But there is good news! Changing your default privacy and security settings keeps you from being shark bait (because hackers usually go for the easy kill). Even for iPhone users, who often mistakenly believe that all security is taken care of by Apple. Spoiler – it’s not. Smartphone security takes mindful tweaks on your part – even if Apple does a good job of rooting out malicious apps. Here is a short description of what steps I would take first to to defend your phone (other than never losing it). 

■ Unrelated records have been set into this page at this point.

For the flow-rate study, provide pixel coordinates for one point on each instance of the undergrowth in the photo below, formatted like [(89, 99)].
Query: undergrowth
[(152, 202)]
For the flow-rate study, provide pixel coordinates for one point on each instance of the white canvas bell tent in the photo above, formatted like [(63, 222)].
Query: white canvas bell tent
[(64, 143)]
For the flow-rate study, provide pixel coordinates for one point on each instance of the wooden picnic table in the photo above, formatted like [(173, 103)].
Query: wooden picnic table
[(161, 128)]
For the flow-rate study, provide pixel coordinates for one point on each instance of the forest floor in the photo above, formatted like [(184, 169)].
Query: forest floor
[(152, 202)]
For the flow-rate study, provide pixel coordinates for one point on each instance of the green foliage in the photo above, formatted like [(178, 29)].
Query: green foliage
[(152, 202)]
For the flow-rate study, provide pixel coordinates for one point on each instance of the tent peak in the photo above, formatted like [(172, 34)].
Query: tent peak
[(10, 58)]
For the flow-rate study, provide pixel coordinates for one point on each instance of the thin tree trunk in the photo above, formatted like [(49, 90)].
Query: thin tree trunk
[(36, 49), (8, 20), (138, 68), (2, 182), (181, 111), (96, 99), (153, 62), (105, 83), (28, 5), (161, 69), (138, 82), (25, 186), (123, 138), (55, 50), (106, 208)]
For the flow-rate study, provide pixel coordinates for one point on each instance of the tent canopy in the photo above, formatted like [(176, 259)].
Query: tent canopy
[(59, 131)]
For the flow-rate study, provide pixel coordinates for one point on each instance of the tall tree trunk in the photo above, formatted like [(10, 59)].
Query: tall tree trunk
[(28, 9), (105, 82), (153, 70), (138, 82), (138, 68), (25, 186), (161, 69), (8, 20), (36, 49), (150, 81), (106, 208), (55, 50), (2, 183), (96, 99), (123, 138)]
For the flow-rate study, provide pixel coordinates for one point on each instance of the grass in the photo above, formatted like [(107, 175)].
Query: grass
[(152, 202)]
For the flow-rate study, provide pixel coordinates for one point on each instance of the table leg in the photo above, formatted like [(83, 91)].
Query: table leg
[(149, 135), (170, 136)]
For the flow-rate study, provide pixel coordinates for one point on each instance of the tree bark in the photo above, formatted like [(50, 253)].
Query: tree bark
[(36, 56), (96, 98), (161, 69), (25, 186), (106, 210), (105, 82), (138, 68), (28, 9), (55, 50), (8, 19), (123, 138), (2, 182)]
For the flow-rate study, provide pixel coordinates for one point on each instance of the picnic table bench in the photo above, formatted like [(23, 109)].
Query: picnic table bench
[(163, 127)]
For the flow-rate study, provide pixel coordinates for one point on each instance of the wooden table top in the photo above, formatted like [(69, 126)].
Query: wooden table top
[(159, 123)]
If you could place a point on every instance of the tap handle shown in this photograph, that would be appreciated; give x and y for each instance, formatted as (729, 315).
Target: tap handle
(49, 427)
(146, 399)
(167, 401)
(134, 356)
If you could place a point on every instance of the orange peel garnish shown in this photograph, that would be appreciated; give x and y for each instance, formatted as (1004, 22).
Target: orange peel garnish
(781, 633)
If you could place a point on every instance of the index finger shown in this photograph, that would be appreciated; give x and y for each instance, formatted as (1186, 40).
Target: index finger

Too much reading? Check out the webinar – in less than an hour I’ll walk you through HOW to do it all for less $ than an Apple dongle!


smartphone privacy

iphone Security Webinar: Wednesday, June 24 @ 1pm ET

Cost: $29

Register: Sileo.com/webinar

Course Description: iPhone Security – See Below (Note: Android OS will not be covered)

 


The Lucky 13 –  iPhone Security & Privacy Tweaks   

  1. Prune Your Apps. You have far more apps on your phone than you use regularly. Outdated and extraneous apps are a backdoor into your privacy. Delete those you don’t use often (Apple can help automate this) and reinstall when needed. Before you install a new app, find trusted reviews online to determine the company’s privacy and security record.
  2. Auto-Update Your iOS. Turn on automatic updates for your iOS operating system so that security patches are installed immediately upon release. This protects you from something called zero-day exploits, which I will explain as I demo how to turn this on during the webinar). Safari is part of the operating system, and just as vulnerable to hacking  as on your computer, making these updates even more critical.
  3. Hide Your Location. Your flashlight app (not  the Apple one) may be spying on you.Third-party apps often request access to iPhone features and data they don’t really need, like your location, camera, contacts, and microphone. Turn off location sharing on most apps, and set it to “Only While Using App” on most of the rest. Bring your app-specific location questions to the webinar.
  4. Hide Your Contacts, Photos & Conversations. Many apps have access to your contacts, calendar, photos, Bluetooth, microphone, camera and health data. Customize these settings to only allow access to apps that you trust or that have to have access to work.
  5. Robustify Your iPhone Passcode. Four digits is not enough! Six-digit numeric codes are still vulnerable to cybercriminals. Even if you conveniently unlock your iPhone with a thumbprint or facial recognition, the passcode behind the biometric is what gives it all of its strength! Lengthening codes is a bit confusing, so I will save it for the online demonstration.
  6. Password Manage Your Online Accounts. Mobile password aggregators help you create unique, long and strong passwords for all of your online accounts. The iPhone integrates with many common password managers to make logging in to critical sites faster and safer than the old fashioned way. Happy to make “endorsement-free” product recommendations if you need them.
  7. Double Your Passcodes. When you turn on two-step logins (aka, two-factor authentication), a hacker’s ability to break into your online accounts plummets. Having a passcode you know (the one you memorize to get into your phone) and a passcode you have (from a passcode authenticator app or text message), makes you exponentially safer. Enable this on every cloud service you use, from email to banking, health sites and business logins to social media. And make sure you turn it on for iCloud, which stores a backup of everything on your phone.
  8. Backup Your Phone. Whether you back up to a physical computer or to iCloud, this is the best way to recover from ransomware or a lost, stolen or hacker-scrambled phone.
  9. Stop Brute Force Logins. If you’re worried about your device falling into the wrong hands, you can prevent an attacker from brute-force break-ins using the “erase data” option. This automatically deletes all data on your phone after 10 consecutive failed login attempts. Just don’t ever forget your code, and be careful that your kids don’t erase your data by entering the wrong code too many times!
  10. Shut Down Eavesdropping Advertisers. Many websites use cross-site tracking to monitor your surfing habits so that marketing companies and advertisers can push products and services tailored to your interests. This can be turned off in Safari for iOS. It is also possible to block pop-ups, enable fake website warnings, disable location-based and interest-based ads and switch from Google’s search engine to a more private source like DuckDuckGo.
  11. Enable Location Tracking and Wiping
  12. Secure Your Free Wi-Fi Hotspots (VPN)
  13. Disable Creepy Photograph Tracking

If you are looking for a bit of hand/phone holding, join my webinar, where I will walk you through HOW to implement all 13 iPhone Security Steps.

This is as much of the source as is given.